XGenBoost Diffusion¶

class synthyverse.generators.xgenboost_generator.XGB_Diffusion_Generator(target_column, timesteps=50, noise_samples_per_row=100, n_jobs=-1, n_jobs_xgb=1, beta_min=0.1, beta_max=8.0, eps=0.0, xgboost_params={'max_depth': 7, 'n_estimators': 100, 'reg_lambda': 0.0}, random_state=0, clip_extremes=True, sampler='ddpm', objective='x', dropout=0.1, dropout_token='mean', **kwargs)[source]¶

Bases: TabularBaseGenerator

XGenBoost diffusion generator.

Denoising Diffusion Probabilistic Model (DDPM) using XGBoost as score estimator.

Parameters:

target_column (str) – Name of the target column.
timesteps (int) – Number of diffusion timesteps.
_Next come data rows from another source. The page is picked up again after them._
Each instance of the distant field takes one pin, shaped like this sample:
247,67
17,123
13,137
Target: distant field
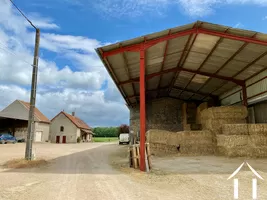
105,139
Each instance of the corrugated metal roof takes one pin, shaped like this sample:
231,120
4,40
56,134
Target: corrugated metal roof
212,53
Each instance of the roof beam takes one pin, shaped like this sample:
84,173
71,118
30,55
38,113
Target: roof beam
176,88
194,92
180,63
203,63
176,69
127,71
149,43
163,62
226,62
232,57
233,37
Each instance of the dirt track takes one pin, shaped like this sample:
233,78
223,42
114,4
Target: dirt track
84,174
83,171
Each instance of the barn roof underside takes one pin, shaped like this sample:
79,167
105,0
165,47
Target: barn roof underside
197,61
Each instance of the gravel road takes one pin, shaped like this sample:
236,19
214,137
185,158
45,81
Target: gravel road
84,174
83,171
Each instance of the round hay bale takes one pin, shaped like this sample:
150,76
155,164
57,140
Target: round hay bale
257,140
234,129
224,112
257,129
230,141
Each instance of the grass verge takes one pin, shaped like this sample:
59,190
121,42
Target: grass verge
105,139
22,163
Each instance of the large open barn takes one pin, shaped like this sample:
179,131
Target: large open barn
200,87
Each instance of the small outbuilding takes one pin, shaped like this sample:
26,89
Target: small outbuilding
66,128
14,119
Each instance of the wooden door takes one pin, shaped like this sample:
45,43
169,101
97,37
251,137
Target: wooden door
58,139
64,139
38,136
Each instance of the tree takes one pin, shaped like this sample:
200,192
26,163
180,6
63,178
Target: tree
124,128
106,131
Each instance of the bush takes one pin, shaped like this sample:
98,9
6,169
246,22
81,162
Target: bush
106,131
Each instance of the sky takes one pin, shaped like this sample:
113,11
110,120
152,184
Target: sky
71,76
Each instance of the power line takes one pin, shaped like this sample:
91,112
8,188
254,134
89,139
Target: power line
5,48
23,14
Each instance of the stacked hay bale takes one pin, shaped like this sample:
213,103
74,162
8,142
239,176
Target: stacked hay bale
213,118
238,140
190,142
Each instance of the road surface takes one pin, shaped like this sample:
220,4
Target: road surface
81,175
83,171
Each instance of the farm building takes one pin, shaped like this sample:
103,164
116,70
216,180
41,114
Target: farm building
14,119
201,87
66,128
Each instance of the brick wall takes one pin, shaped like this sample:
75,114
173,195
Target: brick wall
164,114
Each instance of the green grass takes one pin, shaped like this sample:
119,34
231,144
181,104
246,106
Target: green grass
105,139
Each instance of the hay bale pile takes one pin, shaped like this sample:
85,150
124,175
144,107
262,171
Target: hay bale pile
238,140
191,142
213,118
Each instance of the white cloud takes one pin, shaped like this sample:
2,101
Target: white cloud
238,25
134,8
91,107
41,22
74,83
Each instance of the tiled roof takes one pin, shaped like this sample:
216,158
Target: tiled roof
37,113
75,120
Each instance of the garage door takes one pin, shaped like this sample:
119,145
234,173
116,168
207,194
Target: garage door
38,136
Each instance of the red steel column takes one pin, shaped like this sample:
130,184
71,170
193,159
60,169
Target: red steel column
245,98
142,110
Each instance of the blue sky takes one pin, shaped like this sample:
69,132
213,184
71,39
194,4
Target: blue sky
71,76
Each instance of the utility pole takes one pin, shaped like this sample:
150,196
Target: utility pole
31,128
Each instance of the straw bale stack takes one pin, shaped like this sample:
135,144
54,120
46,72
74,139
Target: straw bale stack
225,112
257,129
215,117
235,129
258,140
191,142
231,141
235,152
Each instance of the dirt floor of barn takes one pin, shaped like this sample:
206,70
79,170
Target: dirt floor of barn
204,177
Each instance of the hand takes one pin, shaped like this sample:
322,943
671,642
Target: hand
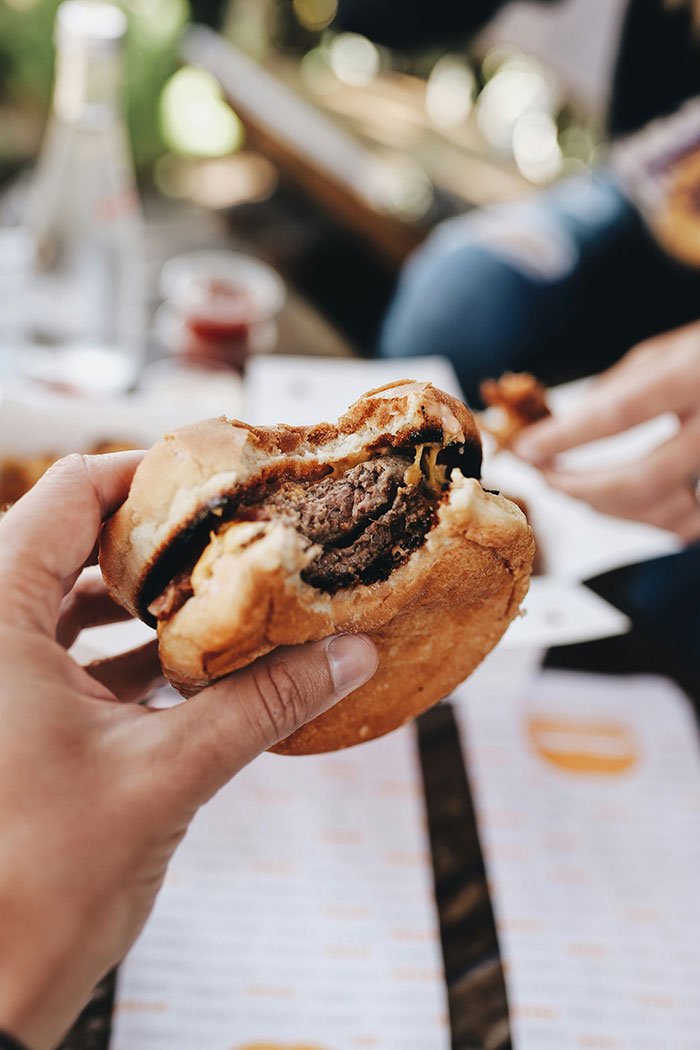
96,794
661,375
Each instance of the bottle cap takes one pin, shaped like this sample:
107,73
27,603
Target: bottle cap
90,23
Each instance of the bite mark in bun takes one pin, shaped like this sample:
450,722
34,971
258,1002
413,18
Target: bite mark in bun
236,539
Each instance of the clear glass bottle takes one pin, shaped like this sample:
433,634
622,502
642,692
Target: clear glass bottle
86,316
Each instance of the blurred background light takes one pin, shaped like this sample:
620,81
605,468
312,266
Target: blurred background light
315,14
535,148
520,86
22,4
154,21
223,182
316,71
449,92
195,119
355,60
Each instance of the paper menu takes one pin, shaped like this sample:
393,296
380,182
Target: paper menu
587,791
296,914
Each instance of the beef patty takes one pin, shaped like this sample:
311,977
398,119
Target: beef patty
366,523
Default: 50.
noise_samples_per_row (int) – Number of noise levels per row. Default: 100.
n_jobs (int) – Number of parallel jobs used across timesteps/features. Default: -1.
n_jobs_xgb (int) – Number of threads used per XGBoost model. Default: 1.
beta_min (float) – Minimum beta value for the variance-preserving schedule. Default: 0.1.
beta_max (float) – Maximum beta value for the variance-preserving schedule. Default: 8.0.
eps (float) – Lower bound for the diffusion time grid. Default: 0.0.
xgboost_params (Optional[Dict[str, Any]]) – Base parameters for XGBoost regressors/classifiers. Default: {“n_estimators”: 100, “max_depth”: 7, “reg_lambda”: 0.0}.
random_state (int) – Random seed for reproducibility. Default: 0.
clip_extremes (bool) – Whether to clip synthesized numerical values to observed training min/max. Default: True.
sampler (str) – Numerical reverse sampler. Options: “ddpm”, “ddim”. Default: “ddpm”.
objective (str) – Numerical prediction objective. Options: “x”, “v”. Default: “x”.
dropout (float) – Feature dropout probability applied to numerical inputs during training. Default: 0.1.
dropout_token (str) – Token used when dropping numerical inputs. Options: “mean”, “missing”, “random”. Default: “mean”.
**kwargs – Additional arguments passed to TabularBaseGenerator.

Example

>>> import pandas as pd
>>> from synthyverse.generators import XGB_Diffusion_Generator
>>>
>>> # Load data
>>> X = pd.read_csv("data.csv")
>>> discrete_features = ["target", "category_col"]
>>>
>>> # Create generator (requires target column)
>>> generator = XGB_Diffusion_Generator(
...     target_column="target",
...     timesteps=50,
...     sampler="ddpm",
...     random_state=42
... )
>>>
>>> # Fit and generate
>>> generator.fit(X, discrete_features)
>>> X_syn = generator.generate(1000)